Much of the early WSOP history taken as gospel today comes straight from The Biggest Game in Town. Alvarez had the ear of the Binion family, not to mention plenty of the game’s early forces, from Jack “Treetop” Straus to Doyle Brunson. That led to the inclusion of some self-serving stories as legitimate history, but the tales are related so well that they’re entertaining if not always altogether true in the strictest sense. He also didn’t make much mention of then-rising star Stu Ungar, who won the Main Event that year and would go on to become one of the game’s most legendary figures.

The early WSOP era was already giving way to the expansion of the game in 1981 when Alvarez arrived in Las Vegas. His book still stands today as a singular look at that time and place.

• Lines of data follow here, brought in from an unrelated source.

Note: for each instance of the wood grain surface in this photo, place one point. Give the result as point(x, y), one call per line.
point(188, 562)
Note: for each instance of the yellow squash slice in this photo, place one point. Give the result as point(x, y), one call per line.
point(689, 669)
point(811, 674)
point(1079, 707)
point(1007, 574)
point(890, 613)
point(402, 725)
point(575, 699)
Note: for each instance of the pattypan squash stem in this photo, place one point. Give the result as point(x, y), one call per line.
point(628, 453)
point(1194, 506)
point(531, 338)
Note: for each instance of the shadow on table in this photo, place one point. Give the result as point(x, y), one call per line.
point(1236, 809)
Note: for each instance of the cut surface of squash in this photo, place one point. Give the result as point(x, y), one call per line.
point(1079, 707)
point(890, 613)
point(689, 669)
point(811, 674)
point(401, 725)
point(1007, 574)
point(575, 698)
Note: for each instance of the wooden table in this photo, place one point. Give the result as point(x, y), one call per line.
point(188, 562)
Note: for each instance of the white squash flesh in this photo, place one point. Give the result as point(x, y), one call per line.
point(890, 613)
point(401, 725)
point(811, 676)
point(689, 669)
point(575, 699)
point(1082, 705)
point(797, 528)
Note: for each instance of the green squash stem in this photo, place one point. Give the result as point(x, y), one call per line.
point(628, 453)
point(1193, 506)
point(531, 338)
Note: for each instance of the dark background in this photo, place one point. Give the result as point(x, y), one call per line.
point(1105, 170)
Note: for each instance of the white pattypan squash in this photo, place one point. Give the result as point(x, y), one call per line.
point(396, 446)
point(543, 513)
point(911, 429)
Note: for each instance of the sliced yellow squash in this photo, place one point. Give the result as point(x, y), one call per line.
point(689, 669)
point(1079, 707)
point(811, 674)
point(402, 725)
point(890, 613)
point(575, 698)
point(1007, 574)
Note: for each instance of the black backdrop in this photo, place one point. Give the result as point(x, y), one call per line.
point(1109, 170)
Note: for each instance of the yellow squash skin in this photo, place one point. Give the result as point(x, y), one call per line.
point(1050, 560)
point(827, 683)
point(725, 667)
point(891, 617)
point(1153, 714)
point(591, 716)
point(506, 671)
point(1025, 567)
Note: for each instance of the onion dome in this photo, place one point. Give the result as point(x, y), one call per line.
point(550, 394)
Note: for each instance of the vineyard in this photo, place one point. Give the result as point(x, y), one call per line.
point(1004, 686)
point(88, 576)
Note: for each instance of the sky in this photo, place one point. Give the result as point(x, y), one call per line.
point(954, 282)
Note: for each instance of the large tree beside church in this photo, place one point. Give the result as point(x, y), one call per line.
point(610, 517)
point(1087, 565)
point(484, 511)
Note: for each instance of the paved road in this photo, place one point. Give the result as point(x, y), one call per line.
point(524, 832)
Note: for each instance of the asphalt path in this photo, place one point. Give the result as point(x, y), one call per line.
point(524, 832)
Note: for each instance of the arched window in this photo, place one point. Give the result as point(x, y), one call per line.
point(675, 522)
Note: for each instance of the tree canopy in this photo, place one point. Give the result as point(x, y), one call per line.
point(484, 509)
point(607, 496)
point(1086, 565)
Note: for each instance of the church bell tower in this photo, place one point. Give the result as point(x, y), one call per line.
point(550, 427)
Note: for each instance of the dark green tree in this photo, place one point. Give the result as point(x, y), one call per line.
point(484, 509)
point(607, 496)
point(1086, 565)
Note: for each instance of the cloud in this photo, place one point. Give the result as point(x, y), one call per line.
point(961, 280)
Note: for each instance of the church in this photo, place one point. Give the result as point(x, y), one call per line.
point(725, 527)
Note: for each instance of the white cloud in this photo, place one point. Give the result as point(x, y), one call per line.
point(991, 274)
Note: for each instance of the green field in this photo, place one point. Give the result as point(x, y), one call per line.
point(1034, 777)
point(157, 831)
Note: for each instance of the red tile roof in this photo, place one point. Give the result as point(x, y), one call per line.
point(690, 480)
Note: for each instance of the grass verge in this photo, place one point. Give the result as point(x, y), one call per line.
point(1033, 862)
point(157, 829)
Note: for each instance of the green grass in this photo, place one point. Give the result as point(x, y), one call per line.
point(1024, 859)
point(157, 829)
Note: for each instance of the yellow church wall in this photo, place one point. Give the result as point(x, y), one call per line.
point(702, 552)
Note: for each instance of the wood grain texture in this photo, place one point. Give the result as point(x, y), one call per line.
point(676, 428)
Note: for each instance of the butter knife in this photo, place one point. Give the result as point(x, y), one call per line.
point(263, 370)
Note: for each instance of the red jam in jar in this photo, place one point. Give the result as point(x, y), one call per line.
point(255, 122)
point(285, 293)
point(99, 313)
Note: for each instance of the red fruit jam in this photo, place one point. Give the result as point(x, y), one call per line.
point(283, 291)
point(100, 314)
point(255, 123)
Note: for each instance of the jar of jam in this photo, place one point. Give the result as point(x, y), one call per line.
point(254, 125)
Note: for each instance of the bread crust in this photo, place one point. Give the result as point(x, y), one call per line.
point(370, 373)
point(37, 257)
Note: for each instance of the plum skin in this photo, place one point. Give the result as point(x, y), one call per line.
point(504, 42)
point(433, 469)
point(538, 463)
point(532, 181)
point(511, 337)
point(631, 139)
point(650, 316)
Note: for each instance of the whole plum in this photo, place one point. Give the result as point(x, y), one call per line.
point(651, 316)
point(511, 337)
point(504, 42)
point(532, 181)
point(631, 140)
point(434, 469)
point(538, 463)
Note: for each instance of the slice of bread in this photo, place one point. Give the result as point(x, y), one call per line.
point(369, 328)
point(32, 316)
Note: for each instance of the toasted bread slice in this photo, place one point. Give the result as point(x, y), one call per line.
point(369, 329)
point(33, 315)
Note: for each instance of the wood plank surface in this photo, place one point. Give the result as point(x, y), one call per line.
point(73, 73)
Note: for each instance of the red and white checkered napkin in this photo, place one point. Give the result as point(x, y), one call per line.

4. Improve Your Poker by Bob Ciaffone (1997)
Probably the least-celebrated book on this list, in some ways Ciaffone’s tome is the most indispensable in terms of practical poker advice that still holds up today.

Part of the lasting appeal of the book is that it’s a collection of short essays about a wide variety of topics rather than a volume that attempts to explain one variant or another in exhaustive detail. There’s as much attention given to general concepts and gambling basics, like reading your opponents or managing a bankroll or understanding the value of an overlay, as there is to the ins and outs of any specific poker game like hold’em or Omaha.

As Ciaffone notes in the introduction, he had been playing poker for 47 years by the time the book was published. Most of that time was logged in medium-to-high-stakes cash games, though he also played in tournaments from time to time (and finished in third place at the 1987 WSOP Main Event). All that experience, combined with the knack for explaining things simply that earned him the nickname “Coach,” will prove invaluable to anyone looking to build a solid foundation for a lifetime at the poker tables.

5. Positively Fifth Street by James McManus (2001)
McManus’ book mixes two stories into one riveting read. The first is the trial of Sandra Murphy and Rick Tabish, accused of murdering Ted Binion, son of Horseshoe casino owner and World Series of Poker founder Benny Binion. The second story is the tale of McManus’ own unlikely journey from working a magazine assignment to winning a single-table satellite tournament to making the 2000 WSOP Main Event final table.

McManus, a novelist and college writing instructor at the Art Institute of Chicago, spins the two threads together so seamlessly that the 400-page book breezes by. Thanks to his close attention to detail, the book serves as a time capsule of the very end of the pre-online poker era. Back in 2000 the stars of the previous 15-20 years, like TJ Cloutier, were still shining bright. Meanwhile some of the players who would shape the post-poker-boom era, like McManus’ tablemate and eventual champion Chris Ferguson, were only beginning to come into their own. The past and future of poker were regularly rubbing elbows at the tables, not knowing at the time that the game they played would change forever within just a few short years.